The survey, released Thursday, found 41 percent of registered Republicans and Republican-leaning independents saying they support the tea party. This represents a steep drop from when Gallup previously asked the question in November 2010, at which point 61 percent of registered Republicans classified themselves as tea party supporters.
A 48-percent plurality of Republicans now either express no opinion or say they neither support nor oppose the tea party, a jump of 14 points since 2010. While Democrats and Democratic-leaners have grown more solidified in their opposition, they have not had as big a swing as GOP voters.

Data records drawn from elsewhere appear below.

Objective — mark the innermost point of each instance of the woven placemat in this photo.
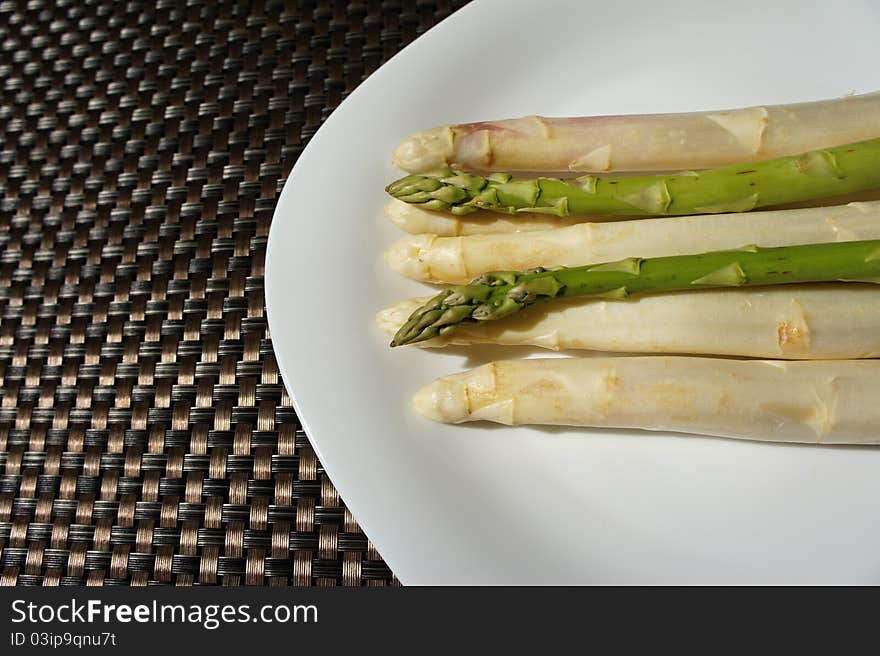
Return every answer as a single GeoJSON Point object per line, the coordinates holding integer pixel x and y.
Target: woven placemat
{"type": "Point", "coordinates": [145, 434]}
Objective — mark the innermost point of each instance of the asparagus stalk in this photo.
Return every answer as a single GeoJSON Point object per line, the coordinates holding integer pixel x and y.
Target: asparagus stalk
{"type": "Point", "coordinates": [829, 402]}
{"type": "Point", "coordinates": [653, 142]}
{"type": "Point", "coordinates": [500, 294]}
{"type": "Point", "coordinates": [415, 220]}
{"type": "Point", "coordinates": [456, 260]}
{"type": "Point", "coordinates": [798, 322]}
{"type": "Point", "coordinates": [736, 188]}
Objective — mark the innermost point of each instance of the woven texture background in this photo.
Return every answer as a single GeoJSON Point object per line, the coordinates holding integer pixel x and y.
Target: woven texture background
{"type": "Point", "coordinates": [145, 434]}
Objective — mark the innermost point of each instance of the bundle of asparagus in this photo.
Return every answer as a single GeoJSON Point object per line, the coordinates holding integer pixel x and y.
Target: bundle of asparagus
{"type": "Point", "coordinates": [793, 284]}
{"type": "Point", "coordinates": [456, 260]}
{"type": "Point", "coordinates": [816, 174]}
{"type": "Point", "coordinates": [654, 142]}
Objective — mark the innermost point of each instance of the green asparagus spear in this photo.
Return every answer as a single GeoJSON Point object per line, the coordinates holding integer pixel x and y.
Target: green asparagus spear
{"type": "Point", "coordinates": [496, 295]}
{"type": "Point", "coordinates": [738, 188]}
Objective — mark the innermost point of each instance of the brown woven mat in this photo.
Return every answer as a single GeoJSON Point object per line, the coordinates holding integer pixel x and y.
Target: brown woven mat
{"type": "Point", "coordinates": [145, 435]}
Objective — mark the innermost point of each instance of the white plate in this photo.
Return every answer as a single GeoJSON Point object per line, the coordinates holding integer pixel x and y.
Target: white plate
{"type": "Point", "coordinates": [481, 505]}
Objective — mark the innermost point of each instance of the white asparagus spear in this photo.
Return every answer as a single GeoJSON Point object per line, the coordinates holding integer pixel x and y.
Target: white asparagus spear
{"type": "Point", "coordinates": [457, 260]}
{"type": "Point", "coordinates": [415, 220]}
{"type": "Point", "coordinates": [830, 402]}
{"type": "Point", "coordinates": [833, 321]}
{"type": "Point", "coordinates": [650, 142]}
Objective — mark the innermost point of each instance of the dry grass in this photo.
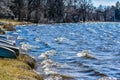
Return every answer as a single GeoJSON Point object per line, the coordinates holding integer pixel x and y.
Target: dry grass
{"type": "Point", "coordinates": [11, 69]}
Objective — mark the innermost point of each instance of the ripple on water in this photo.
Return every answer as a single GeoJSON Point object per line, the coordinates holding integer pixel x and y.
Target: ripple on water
{"type": "Point", "coordinates": [102, 39]}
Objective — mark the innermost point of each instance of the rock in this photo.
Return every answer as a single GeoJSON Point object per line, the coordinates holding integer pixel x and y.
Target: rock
{"type": "Point", "coordinates": [27, 59]}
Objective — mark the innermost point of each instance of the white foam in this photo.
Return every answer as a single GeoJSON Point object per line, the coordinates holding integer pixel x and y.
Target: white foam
{"type": "Point", "coordinates": [61, 39]}
{"type": "Point", "coordinates": [47, 54]}
{"type": "Point", "coordinates": [20, 38]}
{"type": "Point", "coordinates": [85, 53]}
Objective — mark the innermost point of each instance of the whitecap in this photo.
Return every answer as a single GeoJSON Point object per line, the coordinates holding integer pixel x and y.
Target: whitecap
{"type": "Point", "coordinates": [47, 54]}
{"type": "Point", "coordinates": [86, 54]}
{"type": "Point", "coordinates": [37, 39]}
{"type": "Point", "coordinates": [20, 38]}
{"type": "Point", "coordinates": [61, 39]}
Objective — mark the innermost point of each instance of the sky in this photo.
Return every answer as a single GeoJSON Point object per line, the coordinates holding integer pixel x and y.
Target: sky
{"type": "Point", "coordinates": [104, 2]}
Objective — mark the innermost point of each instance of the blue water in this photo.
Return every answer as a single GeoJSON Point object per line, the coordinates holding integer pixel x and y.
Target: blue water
{"type": "Point", "coordinates": [101, 39]}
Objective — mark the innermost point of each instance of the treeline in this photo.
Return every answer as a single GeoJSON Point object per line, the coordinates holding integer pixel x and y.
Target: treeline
{"type": "Point", "coordinates": [49, 11]}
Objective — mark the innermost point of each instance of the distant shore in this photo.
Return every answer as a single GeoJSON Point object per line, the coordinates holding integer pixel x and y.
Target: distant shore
{"type": "Point", "coordinates": [20, 68]}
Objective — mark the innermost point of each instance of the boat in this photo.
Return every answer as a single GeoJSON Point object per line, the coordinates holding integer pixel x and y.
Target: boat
{"type": "Point", "coordinates": [3, 37]}
{"type": "Point", "coordinates": [7, 42]}
{"type": "Point", "coordinates": [7, 53]}
{"type": "Point", "coordinates": [14, 48]}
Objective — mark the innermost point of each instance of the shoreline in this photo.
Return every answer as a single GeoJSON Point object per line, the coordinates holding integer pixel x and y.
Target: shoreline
{"type": "Point", "coordinates": [20, 68]}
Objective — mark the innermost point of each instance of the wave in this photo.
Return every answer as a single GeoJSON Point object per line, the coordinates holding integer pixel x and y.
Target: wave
{"type": "Point", "coordinates": [86, 54]}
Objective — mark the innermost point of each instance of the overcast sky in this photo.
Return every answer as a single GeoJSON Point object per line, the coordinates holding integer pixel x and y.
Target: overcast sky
{"type": "Point", "coordinates": [104, 2]}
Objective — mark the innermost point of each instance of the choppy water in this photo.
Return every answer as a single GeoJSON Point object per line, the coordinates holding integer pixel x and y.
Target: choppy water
{"type": "Point", "coordinates": [85, 51]}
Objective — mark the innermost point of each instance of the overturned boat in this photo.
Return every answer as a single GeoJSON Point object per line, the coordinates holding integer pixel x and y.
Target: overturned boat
{"type": "Point", "coordinates": [4, 41]}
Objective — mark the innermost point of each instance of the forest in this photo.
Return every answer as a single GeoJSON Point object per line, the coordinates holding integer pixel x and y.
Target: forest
{"type": "Point", "coordinates": [58, 11]}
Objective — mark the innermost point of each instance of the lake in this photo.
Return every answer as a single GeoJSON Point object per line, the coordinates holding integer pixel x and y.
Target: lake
{"type": "Point", "coordinates": [85, 51]}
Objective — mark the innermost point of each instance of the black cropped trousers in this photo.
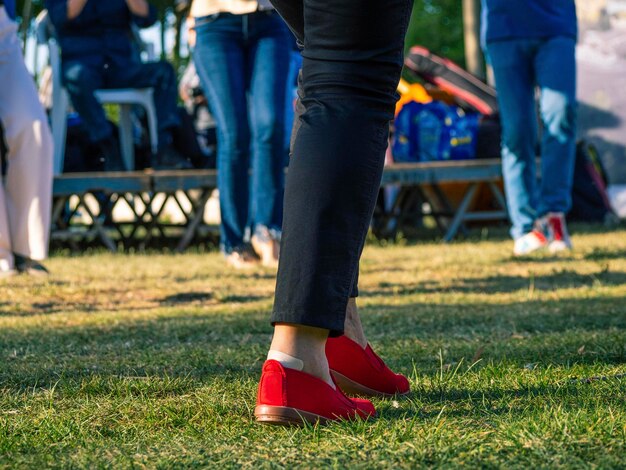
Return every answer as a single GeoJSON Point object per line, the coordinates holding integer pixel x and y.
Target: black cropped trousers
{"type": "Point", "coordinates": [352, 59]}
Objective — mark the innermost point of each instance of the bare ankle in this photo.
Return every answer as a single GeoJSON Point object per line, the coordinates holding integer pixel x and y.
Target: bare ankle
{"type": "Point", "coordinates": [305, 344]}
{"type": "Point", "coordinates": [353, 328]}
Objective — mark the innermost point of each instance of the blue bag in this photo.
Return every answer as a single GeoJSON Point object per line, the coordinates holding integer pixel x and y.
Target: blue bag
{"type": "Point", "coordinates": [434, 132]}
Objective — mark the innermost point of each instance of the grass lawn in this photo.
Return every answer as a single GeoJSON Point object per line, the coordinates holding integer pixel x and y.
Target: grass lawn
{"type": "Point", "coordinates": [153, 360]}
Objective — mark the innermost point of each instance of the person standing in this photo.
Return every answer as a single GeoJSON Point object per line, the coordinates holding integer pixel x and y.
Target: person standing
{"type": "Point", "coordinates": [26, 189]}
{"type": "Point", "coordinates": [352, 59]}
{"type": "Point", "coordinates": [531, 45]}
{"type": "Point", "coordinates": [241, 53]}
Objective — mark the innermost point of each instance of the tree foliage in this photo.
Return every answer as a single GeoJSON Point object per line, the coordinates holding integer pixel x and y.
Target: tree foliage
{"type": "Point", "coordinates": [438, 25]}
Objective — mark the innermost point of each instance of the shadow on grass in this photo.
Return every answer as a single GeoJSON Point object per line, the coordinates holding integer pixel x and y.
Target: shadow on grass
{"type": "Point", "coordinates": [561, 279]}
{"type": "Point", "coordinates": [204, 346]}
{"type": "Point", "coordinates": [432, 403]}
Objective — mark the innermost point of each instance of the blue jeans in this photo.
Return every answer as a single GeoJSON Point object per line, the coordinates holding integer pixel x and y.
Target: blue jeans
{"type": "Point", "coordinates": [519, 67]}
{"type": "Point", "coordinates": [242, 62]}
{"type": "Point", "coordinates": [83, 77]}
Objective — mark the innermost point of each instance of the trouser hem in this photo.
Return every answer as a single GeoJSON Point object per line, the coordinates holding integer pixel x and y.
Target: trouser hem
{"type": "Point", "coordinates": [333, 322]}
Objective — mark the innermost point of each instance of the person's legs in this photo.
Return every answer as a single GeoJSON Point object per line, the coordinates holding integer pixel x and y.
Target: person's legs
{"type": "Point", "coordinates": [157, 75]}
{"type": "Point", "coordinates": [26, 198]}
{"type": "Point", "coordinates": [513, 68]}
{"type": "Point", "coordinates": [268, 63]}
{"type": "Point", "coordinates": [346, 102]}
{"type": "Point", "coordinates": [555, 66]}
{"type": "Point", "coordinates": [81, 80]}
{"type": "Point", "coordinates": [220, 61]}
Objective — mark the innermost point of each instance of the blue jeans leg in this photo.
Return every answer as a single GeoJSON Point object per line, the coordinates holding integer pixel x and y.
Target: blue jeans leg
{"type": "Point", "coordinates": [512, 63]}
{"type": "Point", "coordinates": [81, 80]}
{"type": "Point", "coordinates": [269, 66]}
{"type": "Point", "coordinates": [555, 66]}
{"type": "Point", "coordinates": [220, 59]}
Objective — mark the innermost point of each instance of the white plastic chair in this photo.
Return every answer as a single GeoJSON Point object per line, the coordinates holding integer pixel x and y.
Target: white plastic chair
{"type": "Point", "coordinates": [125, 98]}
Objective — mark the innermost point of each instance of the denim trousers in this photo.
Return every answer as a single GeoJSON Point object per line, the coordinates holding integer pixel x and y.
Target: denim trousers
{"type": "Point", "coordinates": [520, 66]}
{"type": "Point", "coordinates": [83, 77]}
{"type": "Point", "coordinates": [352, 59]}
{"type": "Point", "coordinates": [243, 63]}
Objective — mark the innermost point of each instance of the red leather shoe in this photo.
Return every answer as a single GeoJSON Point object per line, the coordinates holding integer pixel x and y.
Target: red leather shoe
{"type": "Point", "coordinates": [360, 371]}
{"type": "Point", "coordinates": [290, 397]}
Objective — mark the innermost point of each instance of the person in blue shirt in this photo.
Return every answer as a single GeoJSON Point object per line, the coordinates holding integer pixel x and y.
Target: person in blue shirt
{"type": "Point", "coordinates": [530, 45]}
{"type": "Point", "coordinates": [26, 189]}
{"type": "Point", "coordinates": [97, 51]}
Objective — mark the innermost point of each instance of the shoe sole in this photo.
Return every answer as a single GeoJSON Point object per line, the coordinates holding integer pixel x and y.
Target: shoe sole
{"type": "Point", "coordinates": [267, 259]}
{"type": "Point", "coordinates": [351, 387]}
{"type": "Point", "coordinates": [286, 416]}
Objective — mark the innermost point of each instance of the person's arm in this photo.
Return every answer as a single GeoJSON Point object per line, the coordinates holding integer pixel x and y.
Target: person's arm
{"type": "Point", "coordinates": [75, 8]}
{"type": "Point", "coordinates": [139, 8]}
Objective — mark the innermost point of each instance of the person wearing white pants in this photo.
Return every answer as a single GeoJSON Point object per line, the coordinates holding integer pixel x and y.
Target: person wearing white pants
{"type": "Point", "coordinates": [26, 189]}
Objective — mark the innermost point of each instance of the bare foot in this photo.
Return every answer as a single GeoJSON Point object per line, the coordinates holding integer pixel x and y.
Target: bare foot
{"type": "Point", "coordinates": [307, 344]}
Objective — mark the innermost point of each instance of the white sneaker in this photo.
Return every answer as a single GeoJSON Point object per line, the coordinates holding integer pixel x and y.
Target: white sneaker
{"type": "Point", "coordinates": [556, 232]}
{"type": "Point", "coordinates": [530, 243]}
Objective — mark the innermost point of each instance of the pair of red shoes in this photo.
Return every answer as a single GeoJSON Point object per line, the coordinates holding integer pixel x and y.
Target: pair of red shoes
{"type": "Point", "coordinates": [288, 396]}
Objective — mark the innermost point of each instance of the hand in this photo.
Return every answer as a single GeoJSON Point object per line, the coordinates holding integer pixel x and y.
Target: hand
{"type": "Point", "coordinates": [138, 7]}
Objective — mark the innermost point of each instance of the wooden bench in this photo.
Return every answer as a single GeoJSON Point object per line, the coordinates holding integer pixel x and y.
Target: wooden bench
{"type": "Point", "coordinates": [426, 182]}
{"type": "Point", "coordinates": [84, 202]}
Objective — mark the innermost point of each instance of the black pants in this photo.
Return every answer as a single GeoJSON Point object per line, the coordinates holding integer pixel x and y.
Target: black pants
{"type": "Point", "coordinates": [352, 58]}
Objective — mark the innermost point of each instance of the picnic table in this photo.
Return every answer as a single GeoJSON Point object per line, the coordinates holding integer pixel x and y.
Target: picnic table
{"type": "Point", "coordinates": [84, 203]}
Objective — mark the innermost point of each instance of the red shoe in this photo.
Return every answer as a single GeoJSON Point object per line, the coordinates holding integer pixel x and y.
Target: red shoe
{"type": "Point", "coordinates": [360, 371]}
{"type": "Point", "coordinates": [290, 397]}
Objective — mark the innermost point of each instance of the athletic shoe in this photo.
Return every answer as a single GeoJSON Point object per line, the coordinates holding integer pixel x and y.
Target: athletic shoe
{"type": "Point", "coordinates": [530, 243]}
{"type": "Point", "coordinates": [556, 230]}
{"type": "Point", "coordinates": [242, 258]}
{"type": "Point", "coordinates": [291, 397]}
{"type": "Point", "coordinates": [360, 371]}
{"type": "Point", "coordinates": [266, 244]}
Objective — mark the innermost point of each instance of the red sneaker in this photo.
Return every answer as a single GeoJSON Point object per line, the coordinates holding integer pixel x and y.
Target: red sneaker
{"type": "Point", "coordinates": [360, 371]}
{"type": "Point", "coordinates": [290, 397]}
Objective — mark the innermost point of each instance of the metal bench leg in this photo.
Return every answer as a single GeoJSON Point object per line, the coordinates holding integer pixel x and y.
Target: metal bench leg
{"type": "Point", "coordinates": [459, 215]}
{"type": "Point", "coordinates": [195, 221]}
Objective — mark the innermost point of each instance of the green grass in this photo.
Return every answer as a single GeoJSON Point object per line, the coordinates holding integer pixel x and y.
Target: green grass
{"type": "Point", "coordinates": [152, 362]}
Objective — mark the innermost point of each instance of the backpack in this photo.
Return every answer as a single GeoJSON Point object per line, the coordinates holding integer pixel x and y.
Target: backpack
{"type": "Point", "coordinates": [434, 131]}
{"type": "Point", "coordinates": [590, 201]}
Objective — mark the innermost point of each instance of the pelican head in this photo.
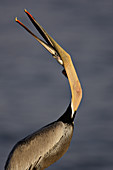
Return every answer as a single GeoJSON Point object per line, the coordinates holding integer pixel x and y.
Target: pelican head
{"type": "Point", "coordinates": [44, 147]}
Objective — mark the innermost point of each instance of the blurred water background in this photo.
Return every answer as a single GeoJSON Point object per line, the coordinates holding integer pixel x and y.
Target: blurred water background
{"type": "Point", "coordinates": [33, 92]}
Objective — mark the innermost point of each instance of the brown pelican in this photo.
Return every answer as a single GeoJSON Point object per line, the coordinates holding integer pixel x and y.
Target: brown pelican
{"type": "Point", "coordinates": [44, 147]}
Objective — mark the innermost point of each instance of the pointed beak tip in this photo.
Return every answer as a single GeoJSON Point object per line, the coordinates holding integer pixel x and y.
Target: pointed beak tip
{"type": "Point", "coordinates": [25, 10]}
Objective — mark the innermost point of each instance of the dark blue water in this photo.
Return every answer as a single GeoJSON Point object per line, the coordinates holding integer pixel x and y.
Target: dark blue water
{"type": "Point", "coordinates": [33, 91]}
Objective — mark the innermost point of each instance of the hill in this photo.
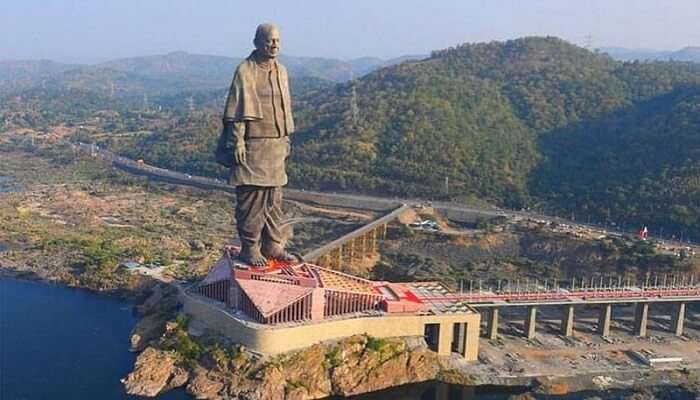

Meanwhile, opposition to the tea party among Americans as a whole has now matched its all-time high. Gallup attributes the drop in support for the tea party among Americans to the drop among registered Republicans. Support among the general population has dropped 10 points since 2010, from 32 percent to 22 percent.
According to Gallup, the tea party's remaining supporters are demographically similar to conservative Republicans. That similarity cuts "across most demographic categories," says the survey, "including race and ethnicity, income, age, education, or region of the country. Republican tea party supporters are somewhat more likely to be weekly church attenders and slightly more likely to be men."
Gallup's telephone survey was conducted from April 24-30 among 1,513 American adults. Among this sample there were 1,336 registered voters.